Pre Processing XSL Configuration
Pre Processing XSL configuration can be used to transform request message before processing it. Click the ellipses button against the property to configure the properties.
Refer to the Pre/Post Processing XSL Configuration section under the Common Configurations page for details regarding Pre Processing XSL configuration and Post Processing XSL configuration (below).
Post Processing XSL Configuration
Post Processing XSL configuration can be used to transform the response message before sending it to the output port.
Process Message Based on Property
The property helps components to skip certain messages from processing.
Refer to the Process Message Based On a Property section under the Common Configurations page.
Threadpool Configuration
This property is used when there is a need to process messages in parallel within the component, still maintaining the sequence from the external perspective.

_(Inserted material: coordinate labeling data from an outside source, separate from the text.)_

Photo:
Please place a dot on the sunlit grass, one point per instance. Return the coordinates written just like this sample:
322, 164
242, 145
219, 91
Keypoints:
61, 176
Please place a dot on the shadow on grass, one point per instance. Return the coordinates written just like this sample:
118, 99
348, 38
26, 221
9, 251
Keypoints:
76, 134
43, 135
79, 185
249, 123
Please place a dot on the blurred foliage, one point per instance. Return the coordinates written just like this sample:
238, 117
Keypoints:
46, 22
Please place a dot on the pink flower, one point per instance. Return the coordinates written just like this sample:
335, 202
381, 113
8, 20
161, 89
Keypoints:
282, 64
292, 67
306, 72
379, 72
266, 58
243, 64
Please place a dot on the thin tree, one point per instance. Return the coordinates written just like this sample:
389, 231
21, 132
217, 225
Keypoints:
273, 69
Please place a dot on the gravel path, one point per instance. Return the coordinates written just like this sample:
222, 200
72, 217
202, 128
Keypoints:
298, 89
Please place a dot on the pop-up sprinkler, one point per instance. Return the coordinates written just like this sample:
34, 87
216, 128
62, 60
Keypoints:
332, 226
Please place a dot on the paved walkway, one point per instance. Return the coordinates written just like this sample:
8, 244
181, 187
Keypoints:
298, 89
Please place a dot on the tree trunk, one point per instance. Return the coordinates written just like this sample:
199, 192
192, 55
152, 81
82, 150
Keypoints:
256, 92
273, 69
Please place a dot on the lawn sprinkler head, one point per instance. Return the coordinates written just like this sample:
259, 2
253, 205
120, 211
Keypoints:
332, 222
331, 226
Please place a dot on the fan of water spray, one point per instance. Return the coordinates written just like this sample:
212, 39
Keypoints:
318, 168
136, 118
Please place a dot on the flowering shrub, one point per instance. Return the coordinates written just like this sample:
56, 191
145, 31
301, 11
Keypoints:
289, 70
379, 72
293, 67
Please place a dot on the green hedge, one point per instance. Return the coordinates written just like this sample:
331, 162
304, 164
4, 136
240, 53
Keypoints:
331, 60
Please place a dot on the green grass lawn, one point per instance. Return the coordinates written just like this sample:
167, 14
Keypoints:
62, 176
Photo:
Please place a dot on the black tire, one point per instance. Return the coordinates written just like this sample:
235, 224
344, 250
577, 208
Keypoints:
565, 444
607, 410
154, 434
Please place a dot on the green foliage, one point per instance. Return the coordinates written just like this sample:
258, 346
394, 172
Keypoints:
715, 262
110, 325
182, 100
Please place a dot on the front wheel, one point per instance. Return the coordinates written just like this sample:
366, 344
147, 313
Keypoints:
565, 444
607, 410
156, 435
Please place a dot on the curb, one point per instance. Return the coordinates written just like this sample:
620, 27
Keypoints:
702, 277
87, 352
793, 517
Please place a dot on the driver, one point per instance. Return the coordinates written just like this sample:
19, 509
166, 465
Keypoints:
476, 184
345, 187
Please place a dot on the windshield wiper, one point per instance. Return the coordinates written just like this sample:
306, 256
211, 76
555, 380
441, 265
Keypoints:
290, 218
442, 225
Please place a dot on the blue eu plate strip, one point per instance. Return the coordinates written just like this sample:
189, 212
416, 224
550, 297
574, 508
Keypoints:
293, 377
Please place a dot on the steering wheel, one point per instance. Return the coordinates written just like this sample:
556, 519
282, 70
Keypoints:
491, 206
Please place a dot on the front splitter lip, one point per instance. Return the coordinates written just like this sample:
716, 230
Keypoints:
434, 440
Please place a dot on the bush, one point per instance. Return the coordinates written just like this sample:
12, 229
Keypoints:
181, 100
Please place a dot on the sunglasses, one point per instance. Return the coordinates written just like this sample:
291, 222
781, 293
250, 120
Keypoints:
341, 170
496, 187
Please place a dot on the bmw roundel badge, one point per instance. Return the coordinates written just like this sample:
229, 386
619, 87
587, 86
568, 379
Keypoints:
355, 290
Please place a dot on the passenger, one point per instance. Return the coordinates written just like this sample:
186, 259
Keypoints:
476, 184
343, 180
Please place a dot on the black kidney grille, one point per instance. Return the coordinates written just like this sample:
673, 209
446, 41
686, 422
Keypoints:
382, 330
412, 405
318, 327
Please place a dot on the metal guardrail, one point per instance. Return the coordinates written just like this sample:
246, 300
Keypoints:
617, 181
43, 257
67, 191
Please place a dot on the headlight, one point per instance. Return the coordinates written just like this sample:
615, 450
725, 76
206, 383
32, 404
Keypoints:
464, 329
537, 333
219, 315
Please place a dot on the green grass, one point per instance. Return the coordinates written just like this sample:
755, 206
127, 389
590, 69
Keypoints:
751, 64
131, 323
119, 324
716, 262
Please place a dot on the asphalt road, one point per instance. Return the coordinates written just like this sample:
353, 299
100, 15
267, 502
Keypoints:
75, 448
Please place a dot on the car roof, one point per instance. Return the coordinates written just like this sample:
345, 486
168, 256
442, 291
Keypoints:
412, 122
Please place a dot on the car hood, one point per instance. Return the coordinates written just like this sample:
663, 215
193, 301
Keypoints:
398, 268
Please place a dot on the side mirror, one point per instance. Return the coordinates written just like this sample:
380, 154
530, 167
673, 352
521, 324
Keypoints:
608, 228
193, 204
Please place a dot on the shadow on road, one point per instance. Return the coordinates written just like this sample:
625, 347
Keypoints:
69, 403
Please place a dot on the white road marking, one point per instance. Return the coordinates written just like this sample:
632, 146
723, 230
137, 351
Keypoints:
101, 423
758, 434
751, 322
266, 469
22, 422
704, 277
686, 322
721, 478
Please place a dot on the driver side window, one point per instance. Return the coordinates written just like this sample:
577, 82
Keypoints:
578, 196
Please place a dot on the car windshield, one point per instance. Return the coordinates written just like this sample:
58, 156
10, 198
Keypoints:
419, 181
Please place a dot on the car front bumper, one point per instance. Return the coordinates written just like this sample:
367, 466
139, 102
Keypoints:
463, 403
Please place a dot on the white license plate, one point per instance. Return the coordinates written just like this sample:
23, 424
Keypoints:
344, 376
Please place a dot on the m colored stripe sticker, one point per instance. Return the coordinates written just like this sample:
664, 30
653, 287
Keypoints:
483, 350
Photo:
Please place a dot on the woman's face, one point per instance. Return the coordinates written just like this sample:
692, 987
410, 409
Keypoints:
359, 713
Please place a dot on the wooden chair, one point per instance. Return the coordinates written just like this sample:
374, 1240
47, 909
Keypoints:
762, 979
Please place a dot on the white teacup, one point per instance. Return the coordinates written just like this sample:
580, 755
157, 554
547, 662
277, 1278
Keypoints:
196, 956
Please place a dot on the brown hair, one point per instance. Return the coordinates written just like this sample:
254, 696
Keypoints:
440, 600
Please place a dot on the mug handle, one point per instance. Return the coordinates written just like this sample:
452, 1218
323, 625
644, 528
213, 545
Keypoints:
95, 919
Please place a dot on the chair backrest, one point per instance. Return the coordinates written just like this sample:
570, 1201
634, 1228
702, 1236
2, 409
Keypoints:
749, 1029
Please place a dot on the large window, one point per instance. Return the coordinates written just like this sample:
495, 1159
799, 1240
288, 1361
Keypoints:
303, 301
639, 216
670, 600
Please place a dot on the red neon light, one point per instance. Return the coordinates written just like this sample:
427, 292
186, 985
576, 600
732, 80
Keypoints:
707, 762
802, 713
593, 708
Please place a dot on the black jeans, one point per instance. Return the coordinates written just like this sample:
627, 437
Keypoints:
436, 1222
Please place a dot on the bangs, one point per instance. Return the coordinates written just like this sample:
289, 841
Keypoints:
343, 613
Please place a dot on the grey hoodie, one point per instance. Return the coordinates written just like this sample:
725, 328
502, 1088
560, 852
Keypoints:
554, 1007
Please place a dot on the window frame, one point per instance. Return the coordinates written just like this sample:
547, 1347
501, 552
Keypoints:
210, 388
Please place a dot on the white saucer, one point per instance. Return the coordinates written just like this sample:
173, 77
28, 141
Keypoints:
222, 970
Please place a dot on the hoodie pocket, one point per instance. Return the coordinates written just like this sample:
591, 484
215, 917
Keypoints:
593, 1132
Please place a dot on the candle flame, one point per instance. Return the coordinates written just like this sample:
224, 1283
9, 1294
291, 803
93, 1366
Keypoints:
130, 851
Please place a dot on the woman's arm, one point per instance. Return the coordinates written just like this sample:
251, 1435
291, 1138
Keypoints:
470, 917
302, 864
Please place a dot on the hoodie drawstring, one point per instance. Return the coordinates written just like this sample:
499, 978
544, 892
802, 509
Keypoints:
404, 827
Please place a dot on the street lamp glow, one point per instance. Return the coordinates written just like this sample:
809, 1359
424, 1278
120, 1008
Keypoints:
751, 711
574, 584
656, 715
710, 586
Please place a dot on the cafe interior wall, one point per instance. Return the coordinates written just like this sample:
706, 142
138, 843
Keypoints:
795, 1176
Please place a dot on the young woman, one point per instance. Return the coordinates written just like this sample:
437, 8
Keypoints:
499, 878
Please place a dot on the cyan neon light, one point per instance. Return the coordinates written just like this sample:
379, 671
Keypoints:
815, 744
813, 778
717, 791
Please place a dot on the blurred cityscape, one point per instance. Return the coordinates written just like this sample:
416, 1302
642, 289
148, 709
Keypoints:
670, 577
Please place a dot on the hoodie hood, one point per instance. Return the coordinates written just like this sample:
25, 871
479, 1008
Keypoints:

Refer to the Threadpool Configuration section under the Common Configurations page.
Functional Demonstration
Scenario 1
Configure LdapAuthenticator with default configuration as in Figure 1. Connect Feeder and Display microservices to send a message to LDAPAuthenticator and display the output respectively.
Figure 3: Sample Event Process
Sample Input
Provide the following sample in the Feeder microservice and run the sample event process.
<ns1:AuthenticationRequest xmlns:ns1="http://www.fiorano.com">
<INITIAL_CONTEXT_FACTORY>com.sun.jndi.ldap.LdapCtxFactory</INITIAL_CONTEXT_FACTORY>
<PROVIDER_URL>ldap://192.168.2.251:389</PROVIDER_URL>
<SECURITY_AUTHENTICATION>SIMPLE</SECURITY_AUTHENTICATION>
<SECURITY_PRINCIPAL>CN=Administrator,CN=Users,DC=fiohydtest,DC=com</SECURITY_PRINCIPAL>
<SECURITY_CREDENTIALS>fiorano@222</SECURITY_CREDENTIALS>
</ns1:AuthenticationRequest>
The LdapAuthenticator takes the above input and authenticates user details internally using libraries.
Output
Figure 4: Output showed in the Display window
If the authentication is successful, output reflects the same as input, else it throws authentication failed error in the component error logs.